February 18th, 2009 Kelli Posted in Exasperation, Hobby 2 Comments »

Here are my Ten Reasons I’ve Used for Quitting a Workout Early at the gym. Feel free to add reasons you’ve used so I can add more options to my arsenal.

1. The lady next to me is humming and singing along with her iPod and I can hear it through my earphones! She’s hunched over. Slowly pushing on that elliptical, singing every fifth word out loud, humming the rest. AAAAAAAHHHHH. I really want to slap her.

2. Ouch.

3. The man next to me is reading the Wall Street Journal on the elliptical. Which is totally irritating because in order to do this, he has to hunch himself over and he’s really not working that hard. So I quit, because I’m annoyed at his level of exertion. (Yes, I understand the irony in this.)

4. I can see SuperBoy smooshing his face on the glass of the big gym where the kids are playing.

5. Fifty-five minutes of working out is almost exactly one hour of working out.

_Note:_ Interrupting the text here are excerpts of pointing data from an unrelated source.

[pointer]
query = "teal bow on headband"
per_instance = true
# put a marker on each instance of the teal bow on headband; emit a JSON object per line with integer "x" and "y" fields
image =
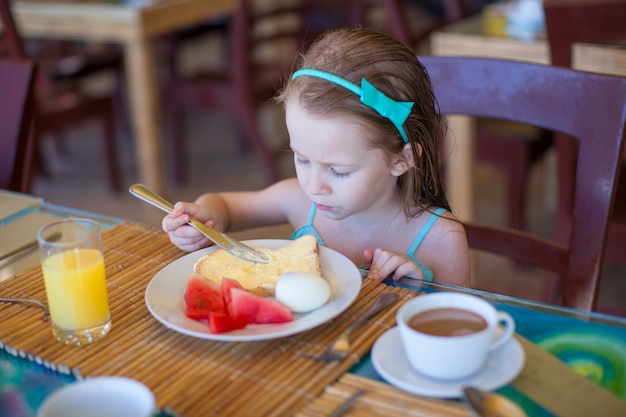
{"x": 396, "y": 111}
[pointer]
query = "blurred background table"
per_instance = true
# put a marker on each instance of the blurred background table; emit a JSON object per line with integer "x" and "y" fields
{"x": 134, "y": 24}
{"x": 468, "y": 38}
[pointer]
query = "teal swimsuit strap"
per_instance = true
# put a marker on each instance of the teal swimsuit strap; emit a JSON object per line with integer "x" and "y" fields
{"x": 425, "y": 229}
{"x": 312, "y": 212}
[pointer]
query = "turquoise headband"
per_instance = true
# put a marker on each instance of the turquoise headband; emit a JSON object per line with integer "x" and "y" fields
{"x": 396, "y": 111}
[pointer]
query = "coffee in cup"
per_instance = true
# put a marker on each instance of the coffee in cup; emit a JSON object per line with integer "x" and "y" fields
{"x": 449, "y": 335}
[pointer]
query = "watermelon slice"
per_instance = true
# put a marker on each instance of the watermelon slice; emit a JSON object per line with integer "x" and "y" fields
{"x": 256, "y": 309}
{"x": 202, "y": 297}
{"x": 223, "y": 322}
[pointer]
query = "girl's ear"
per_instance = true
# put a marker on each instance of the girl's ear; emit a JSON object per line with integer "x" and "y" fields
{"x": 404, "y": 161}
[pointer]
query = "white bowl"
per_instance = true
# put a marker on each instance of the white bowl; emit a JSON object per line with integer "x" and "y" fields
{"x": 108, "y": 396}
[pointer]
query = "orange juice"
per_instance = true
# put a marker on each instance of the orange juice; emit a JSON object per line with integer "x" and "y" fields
{"x": 76, "y": 288}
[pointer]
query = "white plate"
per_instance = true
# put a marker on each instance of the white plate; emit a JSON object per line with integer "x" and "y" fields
{"x": 391, "y": 363}
{"x": 164, "y": 297}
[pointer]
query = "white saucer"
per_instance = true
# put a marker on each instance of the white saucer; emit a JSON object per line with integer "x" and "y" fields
{"x": 391, "y": 363}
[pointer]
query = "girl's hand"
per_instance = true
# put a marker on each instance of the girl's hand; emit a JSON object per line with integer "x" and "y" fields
{"x": 386, "y": 264}
{"x": 180, "y": 233}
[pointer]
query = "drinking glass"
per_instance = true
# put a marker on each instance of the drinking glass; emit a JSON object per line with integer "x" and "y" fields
{"x": 75, "y": 281}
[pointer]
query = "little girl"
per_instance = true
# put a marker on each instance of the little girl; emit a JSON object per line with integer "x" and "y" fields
{"x": 364, "y": 129}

6. Wow. She’s fast. I’m not. I quit.

7. Everybody Loves Raymond is done and now there’s nothing good on the tv.

8. Vanity, vanity, all is vanity. (See Ecclesiastes.)

9. Wow. Didn’t know I had that muscle. Ouch.

10. I’m _______. Fill in the blank with: hungry, thirsty, tired, sweaty, cold, lonely, cute enough already (JOKE alert), bored…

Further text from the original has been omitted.